To translate from braket notation to your notation:
$$\mid \phi_n \rangle \leftrightarrow \phi_n$$
$$\langle x \mid y \rangle \leftrightarrow \int x^* y \mathrm d^3 r$$

Note that in the braket notation one formally rewrites $\langle x \mid y \rangle$ as $\left( \langle x \mid \right) \left( \mid y \rangle \right)$ where the x-thing is seen as an operator working on the y-thing.

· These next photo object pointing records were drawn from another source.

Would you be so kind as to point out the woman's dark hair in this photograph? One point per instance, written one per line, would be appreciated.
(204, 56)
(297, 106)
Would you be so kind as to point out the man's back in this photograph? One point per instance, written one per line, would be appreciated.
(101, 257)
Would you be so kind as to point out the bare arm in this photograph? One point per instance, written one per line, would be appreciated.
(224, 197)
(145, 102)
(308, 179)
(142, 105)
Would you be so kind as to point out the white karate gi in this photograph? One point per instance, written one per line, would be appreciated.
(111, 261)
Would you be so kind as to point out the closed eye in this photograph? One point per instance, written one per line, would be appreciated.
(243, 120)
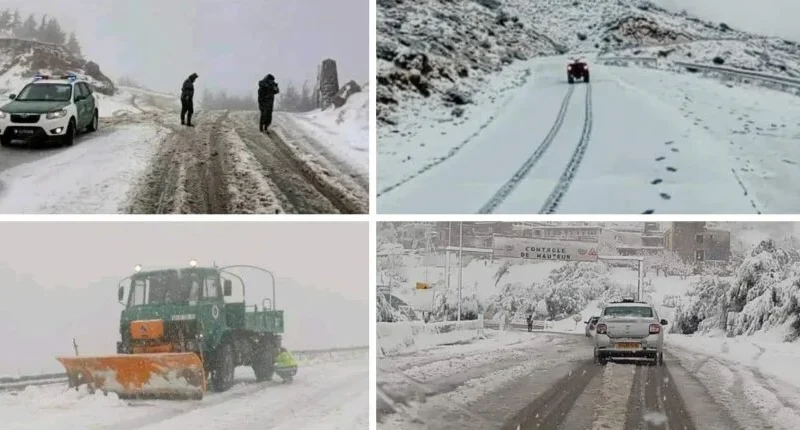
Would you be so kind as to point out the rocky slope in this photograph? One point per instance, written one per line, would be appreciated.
(21, 59)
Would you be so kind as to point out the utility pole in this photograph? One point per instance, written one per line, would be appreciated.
(447, 261)
(460, 265)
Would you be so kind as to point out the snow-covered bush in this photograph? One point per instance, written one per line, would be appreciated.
(566, 291)
(704, 307)
(764, 295)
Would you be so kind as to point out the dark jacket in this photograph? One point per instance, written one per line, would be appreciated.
(187, 91)
(267, 89)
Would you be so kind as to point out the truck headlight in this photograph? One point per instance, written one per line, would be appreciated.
(56, 115)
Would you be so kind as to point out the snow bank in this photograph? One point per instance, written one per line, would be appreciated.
(344, 131)
(306, 358)
(93, 177)
(394, 337)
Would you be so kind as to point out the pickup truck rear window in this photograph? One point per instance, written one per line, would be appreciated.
(628, 311)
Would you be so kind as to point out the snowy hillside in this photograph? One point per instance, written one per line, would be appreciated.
(345, 127)
(310, 163)
(21, 59)
(454, 85)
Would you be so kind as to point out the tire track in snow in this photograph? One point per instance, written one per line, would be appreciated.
(551, 408)
(499, 197)
(561, 188)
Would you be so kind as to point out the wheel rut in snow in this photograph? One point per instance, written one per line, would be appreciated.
(655, 402)
(187, 173)
(561, 188)
(550, 409)
(301, 187)
(502, 194)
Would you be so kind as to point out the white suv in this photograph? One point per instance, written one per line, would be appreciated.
(629, 329)
(49, 110)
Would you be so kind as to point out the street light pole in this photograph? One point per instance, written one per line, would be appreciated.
(460, 263)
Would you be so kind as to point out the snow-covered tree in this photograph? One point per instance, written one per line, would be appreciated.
(73, 45)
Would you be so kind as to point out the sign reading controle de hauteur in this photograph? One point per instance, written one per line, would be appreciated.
(539, 249)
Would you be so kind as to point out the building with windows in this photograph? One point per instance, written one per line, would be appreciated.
(695, 242)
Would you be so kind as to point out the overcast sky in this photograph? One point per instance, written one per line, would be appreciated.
(60, 280)
(231, 44)
(768, 17)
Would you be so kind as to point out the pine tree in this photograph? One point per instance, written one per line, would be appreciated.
(54, 34)
(28, 29)
(73, 46)
(41, 32)
(15, 23)
(5, 20)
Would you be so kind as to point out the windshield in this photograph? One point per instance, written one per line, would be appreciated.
(172, 287)
(45, 92)
(628, 311)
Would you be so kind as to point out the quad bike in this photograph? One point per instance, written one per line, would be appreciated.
(577, 70)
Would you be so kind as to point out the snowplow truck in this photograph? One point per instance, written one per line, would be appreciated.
(181, 331)
(577, 69)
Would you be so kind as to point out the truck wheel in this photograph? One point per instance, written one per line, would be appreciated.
(222, 374)
(264, 363)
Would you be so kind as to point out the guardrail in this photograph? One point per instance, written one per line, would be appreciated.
(649, 60)
(741, 73)
(537, 325)
(9, 383)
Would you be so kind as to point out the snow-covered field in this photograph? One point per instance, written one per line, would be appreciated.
(334, 393)
(660, 142)
(517, 139)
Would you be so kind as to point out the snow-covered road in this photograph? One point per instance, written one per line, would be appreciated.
(142, 161)
(335, 394)
(632, 141)
(520, 380)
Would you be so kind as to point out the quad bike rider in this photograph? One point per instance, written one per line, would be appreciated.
(577, 69)
(285, 366)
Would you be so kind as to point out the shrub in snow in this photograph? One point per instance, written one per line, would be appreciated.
(764, 295)
(565, 291)
(704, 307)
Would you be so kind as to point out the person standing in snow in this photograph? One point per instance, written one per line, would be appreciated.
(187, 100)
(267, 89)
(285, 366)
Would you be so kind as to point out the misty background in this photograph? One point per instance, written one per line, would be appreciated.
(231, 44)
(60, 280)
(767, 17)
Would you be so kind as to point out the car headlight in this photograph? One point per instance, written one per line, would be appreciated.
(56, 115)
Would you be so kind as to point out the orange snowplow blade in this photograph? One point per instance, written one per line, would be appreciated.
(170, 375)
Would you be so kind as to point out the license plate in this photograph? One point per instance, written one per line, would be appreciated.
(628, 346)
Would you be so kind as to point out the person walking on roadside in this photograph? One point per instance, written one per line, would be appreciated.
(187, 100)
(267, 90)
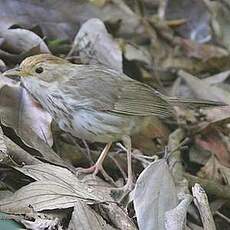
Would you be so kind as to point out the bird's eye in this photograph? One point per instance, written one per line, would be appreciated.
(39, 70)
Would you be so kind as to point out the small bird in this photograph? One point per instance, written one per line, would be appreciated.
(93, 102)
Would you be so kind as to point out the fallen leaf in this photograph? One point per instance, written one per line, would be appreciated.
(154, 195)
(96, 46)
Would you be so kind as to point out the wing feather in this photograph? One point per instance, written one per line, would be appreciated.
(102, 89)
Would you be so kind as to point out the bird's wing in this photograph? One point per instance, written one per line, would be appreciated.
(107, 90)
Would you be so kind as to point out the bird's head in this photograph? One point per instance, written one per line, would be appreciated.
(38, 66)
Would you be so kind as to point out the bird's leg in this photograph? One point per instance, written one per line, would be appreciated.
(98, 165)
(129, 184)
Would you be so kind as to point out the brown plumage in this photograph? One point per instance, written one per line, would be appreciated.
(93, 102)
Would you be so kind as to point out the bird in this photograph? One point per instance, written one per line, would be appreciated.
(95, 103)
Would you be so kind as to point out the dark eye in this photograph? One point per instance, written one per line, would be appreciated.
(39, 70)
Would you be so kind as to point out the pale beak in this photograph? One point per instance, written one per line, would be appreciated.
(12, 72)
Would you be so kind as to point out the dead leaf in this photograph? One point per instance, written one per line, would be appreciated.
(212, 142)
(55, 188)
(154, 195)
(85, 218)
(96, 46)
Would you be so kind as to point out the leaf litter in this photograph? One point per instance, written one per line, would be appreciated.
(181, 51)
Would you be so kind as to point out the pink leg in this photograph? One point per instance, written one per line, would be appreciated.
(129, 183)
(98, 165)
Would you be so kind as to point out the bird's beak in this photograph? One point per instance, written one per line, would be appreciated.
(12, 72)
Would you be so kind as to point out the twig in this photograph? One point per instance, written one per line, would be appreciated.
(211, 187)
(201, 202)
(222, 216)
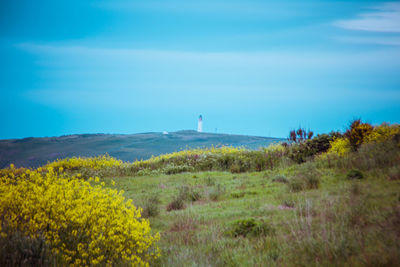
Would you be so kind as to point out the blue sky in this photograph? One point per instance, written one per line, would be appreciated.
(249, 67)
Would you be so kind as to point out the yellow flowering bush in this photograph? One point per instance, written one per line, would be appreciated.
(340, 146)
(214, 158)
(76, 163)
(85, 223)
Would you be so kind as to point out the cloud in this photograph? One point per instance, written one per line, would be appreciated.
(385, 18)
(391, 41)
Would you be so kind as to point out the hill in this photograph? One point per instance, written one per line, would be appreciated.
(34, 152)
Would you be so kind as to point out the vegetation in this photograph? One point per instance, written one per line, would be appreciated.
(85, 224)
(327, 200)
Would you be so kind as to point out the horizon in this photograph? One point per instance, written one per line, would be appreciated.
(251, 68)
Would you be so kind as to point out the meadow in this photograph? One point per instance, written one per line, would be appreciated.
(330, 199)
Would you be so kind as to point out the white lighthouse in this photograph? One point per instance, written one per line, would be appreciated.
(200, 124)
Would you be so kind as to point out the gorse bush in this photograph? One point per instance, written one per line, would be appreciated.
(301, 151)
(211, 159)
(85, 224)
(340, 146)
(77, 163)
(357, 133)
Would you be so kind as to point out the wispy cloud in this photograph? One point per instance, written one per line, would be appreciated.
(385, 18)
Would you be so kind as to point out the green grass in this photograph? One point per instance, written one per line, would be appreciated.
(342, 222)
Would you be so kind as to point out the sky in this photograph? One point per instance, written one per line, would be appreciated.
(252, 67)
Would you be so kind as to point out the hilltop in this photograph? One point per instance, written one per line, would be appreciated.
(34, 152)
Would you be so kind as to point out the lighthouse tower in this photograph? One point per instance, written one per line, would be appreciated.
(200, 124)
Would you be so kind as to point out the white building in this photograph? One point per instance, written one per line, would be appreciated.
(200, 124)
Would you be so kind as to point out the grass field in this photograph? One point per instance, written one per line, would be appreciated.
(330, 200)
(343, 222)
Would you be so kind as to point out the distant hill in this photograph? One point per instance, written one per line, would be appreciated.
(33, 152)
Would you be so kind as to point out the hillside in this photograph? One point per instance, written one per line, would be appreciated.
(332, 200)
(33, 152)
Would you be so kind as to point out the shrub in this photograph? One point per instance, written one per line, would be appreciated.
(151, 206)
(174, 169)
(295, 185)
(280, 179)
(210, 181)
(250, 227)
(383, 132)
(85, 224)
(178, 202)
(340, 146)
(290, 203)
(300, 135)
(76, 163)
(354, 174)
(357, 133)
(190, 193)
(216, 192)
(300, 152)
(238, 194)
(394, 173)
(18, 249)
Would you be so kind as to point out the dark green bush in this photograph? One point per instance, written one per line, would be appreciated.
(17, 249)
(250, 227)
(295, 185)
(151, 206)
(357, 133)
(394, 173)
(216, 192)
(300, 152)
(354, 174)
(238, 194)
(280, 179)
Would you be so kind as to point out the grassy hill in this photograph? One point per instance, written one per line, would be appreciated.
(332, 200)
(34, 152)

In this formalism, and translating, we get

$$\int \phi_m^* \psi \mathrm d^3 r \leftrightarrow \langle \phi_m \mid \psi \rangle = \left( \langle \phi_m \mid \right) \left( \mid \psi \rangle \right)$$

and thus:

$\boxed{ \mid \psi \rangle} \leftrightarrow \psi=\sum_{n}\varphi_{n}\int\varphi^{*}_{n}\psi d^{3}\textbf{r} \leftrightarrow \boxed{ \sum_n \mid \phi_n \rangle \langle \phi_m \mid \left( \mid \psi \rangle \right) }$

3. Sep 28, 2011

### johng23

Thanks for your answer. Actually though, I was more wondering whether it was possible to show that without introducing the concept of state vectors at all. The book doesn't use them so it seems there must be a way.

4. Sep 29, 2011

### nonequilibrium

Oh, I see, you didn't want to prove the bra-ket identity theorem, but rather wanted an analogous expression without the Dirac notation (such that my whole post was redundant), correct?

If I understand you correctly, I think this might be an answer:
yes you can,
just define a set of http://en.wikipedia.org/wiki/Linear_functional" [Broken] as $\omega_n: H \to \mathbb C: \psi \mapsto \int \phi_n(\textbf r)^* \psi(\textbf r) \mathrm d^3 \textbf r$ where H is the hilbert space that we're working in.

With this entity, you can see (using your calculations) that the operator $A : H \to H: \psi \mapsto \sum_n \phi_n \omega_n(\psi)$ is equal to the identity operator.

In shorthand, you can write $I = \sum_n \phi_n \omega_n$, where the definition of the operator is implicit. This is actually the same as what happens in the Dirac-notation, but less ambiguous.

Last edited by a moderator: May 5, 2017